この「ノルマ超過分の還流」は、2022年4月に会長だった安倍晋三元首相の指示でいったんは中止されたとされる。下村氏は予算委での質疑の中で、当時の旧安倍派内に還流再開を求める声があることを安倍氏にも報告したと初めて明かしたが、その際の安倍氏の反応について「『そうですか』という答えで、それ以上のコメントはなかった」と説明した。
これについて野党委員が「還流はやめるべきだ、という安倍会長とは真逆の声だから、(それなりの)発言があってしかるべきではないか」と質した。だが、下村氏は「指示を引っ繰り返すような話はなく、1人から声があるということは情報として伝えた。変えるべきだとかいう話はしていないし、安倍会長からもそういう話はまったく出ていない」と交わした。

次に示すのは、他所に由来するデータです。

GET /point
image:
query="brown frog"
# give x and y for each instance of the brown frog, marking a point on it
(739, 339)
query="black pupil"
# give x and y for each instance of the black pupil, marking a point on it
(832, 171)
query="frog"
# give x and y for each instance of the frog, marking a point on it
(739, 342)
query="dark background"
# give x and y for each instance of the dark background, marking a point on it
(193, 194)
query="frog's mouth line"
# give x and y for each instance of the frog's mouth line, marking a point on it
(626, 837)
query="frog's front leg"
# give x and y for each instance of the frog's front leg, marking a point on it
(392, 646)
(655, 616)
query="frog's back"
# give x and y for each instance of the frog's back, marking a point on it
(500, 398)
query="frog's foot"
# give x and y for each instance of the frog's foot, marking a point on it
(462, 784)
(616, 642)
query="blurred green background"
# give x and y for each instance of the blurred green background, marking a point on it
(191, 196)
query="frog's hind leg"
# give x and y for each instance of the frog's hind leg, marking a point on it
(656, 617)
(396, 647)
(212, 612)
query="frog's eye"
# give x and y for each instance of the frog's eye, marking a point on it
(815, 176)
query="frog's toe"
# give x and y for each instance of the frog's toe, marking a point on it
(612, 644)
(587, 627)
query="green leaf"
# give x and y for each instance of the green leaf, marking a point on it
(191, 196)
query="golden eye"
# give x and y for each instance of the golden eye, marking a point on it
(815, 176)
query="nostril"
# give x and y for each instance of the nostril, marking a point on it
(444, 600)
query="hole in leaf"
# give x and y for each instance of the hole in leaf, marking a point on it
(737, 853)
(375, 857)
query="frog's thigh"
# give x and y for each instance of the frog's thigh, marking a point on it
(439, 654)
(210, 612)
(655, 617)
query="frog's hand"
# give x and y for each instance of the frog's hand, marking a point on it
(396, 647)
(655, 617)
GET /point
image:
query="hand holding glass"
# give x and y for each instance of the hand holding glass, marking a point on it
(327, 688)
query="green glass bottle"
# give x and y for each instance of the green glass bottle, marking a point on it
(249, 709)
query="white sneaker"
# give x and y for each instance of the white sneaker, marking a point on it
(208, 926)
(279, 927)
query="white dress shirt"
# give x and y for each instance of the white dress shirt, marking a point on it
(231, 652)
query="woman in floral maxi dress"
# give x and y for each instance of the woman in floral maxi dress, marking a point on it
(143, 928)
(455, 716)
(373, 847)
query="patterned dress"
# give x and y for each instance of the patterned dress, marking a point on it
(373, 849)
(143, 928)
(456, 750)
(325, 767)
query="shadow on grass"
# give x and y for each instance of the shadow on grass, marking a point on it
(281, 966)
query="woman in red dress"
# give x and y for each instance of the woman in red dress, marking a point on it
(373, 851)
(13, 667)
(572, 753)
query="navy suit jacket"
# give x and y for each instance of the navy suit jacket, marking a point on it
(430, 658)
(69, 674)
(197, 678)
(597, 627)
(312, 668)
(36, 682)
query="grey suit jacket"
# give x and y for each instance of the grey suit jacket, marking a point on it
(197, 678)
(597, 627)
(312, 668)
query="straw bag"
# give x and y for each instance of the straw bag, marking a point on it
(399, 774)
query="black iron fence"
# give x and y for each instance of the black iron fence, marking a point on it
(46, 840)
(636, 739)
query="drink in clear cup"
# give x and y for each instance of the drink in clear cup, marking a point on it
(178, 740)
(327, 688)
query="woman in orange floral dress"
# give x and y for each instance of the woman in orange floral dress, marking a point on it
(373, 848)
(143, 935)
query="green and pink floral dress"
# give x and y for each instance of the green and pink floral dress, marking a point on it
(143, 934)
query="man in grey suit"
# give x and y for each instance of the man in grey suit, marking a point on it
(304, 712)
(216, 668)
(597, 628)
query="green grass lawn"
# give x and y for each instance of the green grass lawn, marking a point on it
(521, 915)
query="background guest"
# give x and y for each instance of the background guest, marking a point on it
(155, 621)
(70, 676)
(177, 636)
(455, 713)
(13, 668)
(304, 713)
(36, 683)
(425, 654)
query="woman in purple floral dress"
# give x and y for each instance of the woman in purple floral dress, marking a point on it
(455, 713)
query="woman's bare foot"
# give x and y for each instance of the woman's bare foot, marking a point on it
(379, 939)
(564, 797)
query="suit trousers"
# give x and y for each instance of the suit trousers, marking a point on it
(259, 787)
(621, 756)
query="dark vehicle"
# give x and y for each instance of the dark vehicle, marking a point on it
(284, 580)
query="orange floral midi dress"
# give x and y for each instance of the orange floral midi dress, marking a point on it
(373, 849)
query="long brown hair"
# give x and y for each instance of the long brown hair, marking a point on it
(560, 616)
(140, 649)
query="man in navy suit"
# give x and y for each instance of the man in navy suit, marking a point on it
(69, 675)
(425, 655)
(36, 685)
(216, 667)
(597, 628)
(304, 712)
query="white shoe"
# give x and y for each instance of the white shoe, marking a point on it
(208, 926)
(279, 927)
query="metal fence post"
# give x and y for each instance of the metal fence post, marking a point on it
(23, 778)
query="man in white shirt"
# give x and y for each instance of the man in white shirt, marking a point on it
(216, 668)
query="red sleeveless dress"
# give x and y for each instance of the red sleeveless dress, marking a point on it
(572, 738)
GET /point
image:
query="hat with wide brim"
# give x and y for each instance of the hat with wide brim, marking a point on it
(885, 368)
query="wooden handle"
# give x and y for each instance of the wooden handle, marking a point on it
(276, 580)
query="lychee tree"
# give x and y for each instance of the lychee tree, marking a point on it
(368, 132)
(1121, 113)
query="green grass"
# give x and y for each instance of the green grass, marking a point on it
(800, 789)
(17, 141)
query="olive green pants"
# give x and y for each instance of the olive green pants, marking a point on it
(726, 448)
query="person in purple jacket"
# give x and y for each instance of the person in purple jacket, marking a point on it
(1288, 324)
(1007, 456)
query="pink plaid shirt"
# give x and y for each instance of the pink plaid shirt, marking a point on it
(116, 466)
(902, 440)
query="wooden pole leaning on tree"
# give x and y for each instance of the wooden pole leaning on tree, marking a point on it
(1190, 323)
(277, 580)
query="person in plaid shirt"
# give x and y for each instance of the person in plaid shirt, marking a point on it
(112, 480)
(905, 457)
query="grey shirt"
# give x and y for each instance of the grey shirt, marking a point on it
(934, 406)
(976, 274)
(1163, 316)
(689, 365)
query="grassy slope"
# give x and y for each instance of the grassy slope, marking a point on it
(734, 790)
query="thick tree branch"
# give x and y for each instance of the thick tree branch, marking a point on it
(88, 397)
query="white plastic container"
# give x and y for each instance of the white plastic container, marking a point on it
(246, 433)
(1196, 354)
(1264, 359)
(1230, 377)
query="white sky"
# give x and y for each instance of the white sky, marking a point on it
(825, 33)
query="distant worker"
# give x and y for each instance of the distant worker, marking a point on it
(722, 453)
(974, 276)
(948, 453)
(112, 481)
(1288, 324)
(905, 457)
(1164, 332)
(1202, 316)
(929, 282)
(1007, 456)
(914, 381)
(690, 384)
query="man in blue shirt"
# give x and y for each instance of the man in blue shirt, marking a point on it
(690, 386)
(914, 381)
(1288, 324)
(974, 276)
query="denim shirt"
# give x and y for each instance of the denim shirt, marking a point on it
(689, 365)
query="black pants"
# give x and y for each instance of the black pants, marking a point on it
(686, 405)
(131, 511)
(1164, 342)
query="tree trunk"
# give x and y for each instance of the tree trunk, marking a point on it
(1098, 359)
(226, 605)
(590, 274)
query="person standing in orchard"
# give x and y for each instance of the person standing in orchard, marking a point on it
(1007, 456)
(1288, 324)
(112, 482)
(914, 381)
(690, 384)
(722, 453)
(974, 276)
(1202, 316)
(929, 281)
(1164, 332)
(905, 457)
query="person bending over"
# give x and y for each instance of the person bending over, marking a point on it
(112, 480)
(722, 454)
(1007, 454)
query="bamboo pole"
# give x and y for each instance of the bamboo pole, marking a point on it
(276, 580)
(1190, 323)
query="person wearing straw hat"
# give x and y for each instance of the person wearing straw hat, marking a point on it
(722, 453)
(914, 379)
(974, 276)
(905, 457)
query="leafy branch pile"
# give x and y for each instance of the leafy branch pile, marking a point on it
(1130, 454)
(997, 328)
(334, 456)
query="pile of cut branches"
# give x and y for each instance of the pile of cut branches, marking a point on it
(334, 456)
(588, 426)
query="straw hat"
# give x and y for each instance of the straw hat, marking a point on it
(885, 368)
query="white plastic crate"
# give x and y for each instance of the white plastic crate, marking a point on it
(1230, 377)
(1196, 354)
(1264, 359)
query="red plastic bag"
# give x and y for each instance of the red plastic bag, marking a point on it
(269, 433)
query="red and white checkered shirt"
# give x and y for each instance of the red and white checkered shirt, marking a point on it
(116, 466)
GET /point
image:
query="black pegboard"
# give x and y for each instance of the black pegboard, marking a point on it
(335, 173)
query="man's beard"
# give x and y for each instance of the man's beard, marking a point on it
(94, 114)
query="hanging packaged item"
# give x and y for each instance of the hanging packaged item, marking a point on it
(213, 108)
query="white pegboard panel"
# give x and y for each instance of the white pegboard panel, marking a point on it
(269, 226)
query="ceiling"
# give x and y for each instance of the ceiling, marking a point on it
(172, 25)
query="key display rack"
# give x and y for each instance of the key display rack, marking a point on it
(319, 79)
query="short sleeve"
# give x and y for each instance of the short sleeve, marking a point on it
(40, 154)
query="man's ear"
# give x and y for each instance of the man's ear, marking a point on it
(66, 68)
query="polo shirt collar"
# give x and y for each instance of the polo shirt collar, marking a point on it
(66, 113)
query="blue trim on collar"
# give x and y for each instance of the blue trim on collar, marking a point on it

さらに下村氏は、松本氏が「旧安倍派幹部から(還流の)再開を持ちかけられた」などと証言したことについて、「会長代理という立場もあり、私自身の話し方で、もしそう思われたとしたら私自身の不徳の致すところだ。それは謙虚に私自身が気をつけなければならないことだと思う。ただ、事実として、そのことによって再開が決まったということはないというのは明らかだ」と、自らが還流再開を主導したことはないと強調した。
「与野党駆け引き」の複雑怪奇ぶりが浮き彫りに
今回の参考人招致でのやり取りも踏まえ、自民党は夏の参院選を見据えて幕引きを急ぐ構えだ。これに対して野党側は「改めて関係者の証言の食い違いが明らかになった」として、旧安倍派幹部だった塩谷氏の参考人招致と、すべての経緯を知る立場にあった森氏の証人喚問を要求する方針だ。
ただ、今のところ塩谷氏は「下村氏のように自ら招致に応じる考えはない」(自民党国対担当者)とされる。さらに、森氏については「ここにきて関係者の間で何回も危篤説が取りざたされるなど、とても国会に出られるような状態ではない」(旧安倍派関係者)とされており、「今国会中の招致実現はほとんど可能性がない」(同)。
こうした状況については、野党側から「参院選まで裏金問題を引きずれるから、かえって都合がいい」(閣僚経験者)との声が聞こえてくる。この辺りに、与野党の駆け引きの複雑さが浮き彫りとなる。
今回の参考人招致について、下村氏の周辺からは「これで次期衆院選に向けての禊(みそぎ)が済んだ。あとは再起に向けて地元を回るだけだ」と、安堵の声すら漏れる。永田町関係者の間では「まさに国民不在の身勝手な発想で、政治不信のさらなる拡大につながる」との嘆きが広がっている。